The WebKit project has a number of expectations for how pull requests are formatted. These expectations are codified in Tools/Scripts/git-webkit pr, which contributors can run after drafting a change locally to configure a pull request. The WebKit project recommends you follow and leverage our tools. If contributors would like to use alternative tools, this document explains what Tools/Scripts/git-webkit pr is doing and how WebKit expects pull requests to be formatted.

Bug Tracking

The first step of most pull requests is creating a bug. While it is not expected that every pull request has a unique bug, it is expected that every landed commit can be linked back to a bug report. In particular, pull requests which are regressions or follow-up fixes often reference the bug the original commit references.

Branching

Pull request branches are owned by their author, which is why git-webkit setup creates a personal fork of WebKit. This means that the WebKit project cannot enforce branching idioms, although there are some suggestions the WebKit team has so that other contributors can more easily access proposed changes. Tools/Scripts/git-webkit pr derives it's eng prefixed branch from the bug title of the bug associated with a pull request.
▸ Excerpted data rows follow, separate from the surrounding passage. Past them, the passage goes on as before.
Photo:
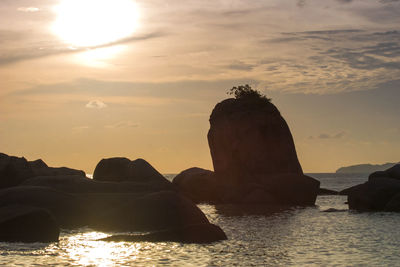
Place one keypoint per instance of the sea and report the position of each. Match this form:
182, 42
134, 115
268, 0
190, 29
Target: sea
257, 237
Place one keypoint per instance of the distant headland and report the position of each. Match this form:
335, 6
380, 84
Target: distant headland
365, 168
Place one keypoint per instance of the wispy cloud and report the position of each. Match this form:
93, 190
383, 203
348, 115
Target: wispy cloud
96, 104
122, 124
28, 9
329, 136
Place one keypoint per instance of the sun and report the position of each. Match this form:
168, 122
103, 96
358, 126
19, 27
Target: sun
90, 23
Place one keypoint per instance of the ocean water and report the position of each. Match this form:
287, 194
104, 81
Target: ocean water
294, 237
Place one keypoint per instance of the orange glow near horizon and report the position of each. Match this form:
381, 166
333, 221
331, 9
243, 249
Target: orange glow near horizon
88, 23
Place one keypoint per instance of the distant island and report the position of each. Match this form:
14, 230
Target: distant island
365, 168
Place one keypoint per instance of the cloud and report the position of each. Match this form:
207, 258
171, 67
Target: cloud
344, 1
239, 65
329, 136
28, 9
122, 124
301, 3
79, 129
40, 51
96, 104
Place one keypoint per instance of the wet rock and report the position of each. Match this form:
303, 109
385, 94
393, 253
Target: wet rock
109, 211
334, 210
393, 172
324, 192
13, 170
373, 195
27, 224
40, 168
251, 143
197, 184
80, 184
123, 169
198, 233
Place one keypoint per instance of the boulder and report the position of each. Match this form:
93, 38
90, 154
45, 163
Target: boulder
251, 144
197, 184
13, 170
198, 233
324, 192
27, 224
249, 136
123, 169
109, 211
394, 203
393, 172
69, 210
373, 195
40, 168
80, 184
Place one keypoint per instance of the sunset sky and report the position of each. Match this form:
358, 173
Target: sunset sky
82, 80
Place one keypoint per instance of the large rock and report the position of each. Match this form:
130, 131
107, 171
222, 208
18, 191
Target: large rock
123, 169
80, 184
110, 211
254, 156
198, 233
13, 170
374, 195
27, 224
69, 210
40, 168
380, 193
198, 184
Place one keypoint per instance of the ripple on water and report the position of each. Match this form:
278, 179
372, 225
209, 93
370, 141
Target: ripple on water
293, 237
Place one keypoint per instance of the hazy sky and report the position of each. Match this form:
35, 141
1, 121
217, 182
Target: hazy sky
82, 79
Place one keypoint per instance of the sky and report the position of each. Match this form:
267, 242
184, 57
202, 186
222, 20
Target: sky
83, 80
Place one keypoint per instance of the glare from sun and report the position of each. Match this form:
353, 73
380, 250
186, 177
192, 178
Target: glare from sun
90, 23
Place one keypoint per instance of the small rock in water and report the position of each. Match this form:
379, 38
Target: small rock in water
334, 210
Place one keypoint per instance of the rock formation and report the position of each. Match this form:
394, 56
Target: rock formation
380, 193
254, 157
14, 170
123, 169
197, 233
40, 168
133, 197
27, 224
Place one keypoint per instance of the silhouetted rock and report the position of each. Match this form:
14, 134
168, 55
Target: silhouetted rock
198, 233
80, 184
109, 211
324, 192
252, 148
40, 168
365, 168
393, 172
394, 203
123, 169
13, 170
334, 210
27, 224
197, 184
68, 209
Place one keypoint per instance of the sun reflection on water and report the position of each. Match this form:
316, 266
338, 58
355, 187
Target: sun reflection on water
84, 250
We suggest that pull request branch names are prefixed by eng/ or dev/ so that contributors are clear which branches contain production code when they add other user's forks as remotes. Notably, EWS is unable to apply changes which come from the branch they are targeting (ie, EWS cannot apply a change from Contributor/WebKit:main onto WebKit/WebKit:main), so in order to be reviewed, changes must come from a different branch.

Commit Messages

The WebKit project heavily relies on commit messages to defend project performance and correctness along with using them to manage releases. In support of this, the WebKit project mandates the following in every commit message:

  • Bug title
  • Bug url
  • Reviewer (or explicit reason why a change is unreviewed)
  • High level explanation (optional)
  • Files changes, what was changed, and why

git-webkit setup configures .git/prepare-commit-msg such that your commit message template is formatted to the standards of the WebKit project.

In addition to pull request commits having verbose commit messages, the WebKit project also expects the content of commit messages in the pull request description. This is so that reviewers can provide feedback on the commit message itself.

Reviewing

Commits generally require the approval of a reviewer, although there are narrow exceptions for test expectation gardening and build fixes. Reviewers will approve pull requests through the GitHub UI by marking pull requests as "Approved." Note that approval from someone who is not a reviewer will not be recognized by Merge-Queue.

Landing

Only repository administers have direct commit access, and this is reserved for repairing infrastructure issues. Pull requests should be landed through Merge-Queue, which is achieved by applying merge-queue or unsafe-merge-queue label to your pull request.

Merge-Queue will check to make sure a change is reviewed by adding the name of all reviewers who have approved a pull request to the commit message. Merge-Queue will then check the commit message for Reviewed by.

Note that Merge-Queue will reject pull requests that are labeled by contributors who are not committers.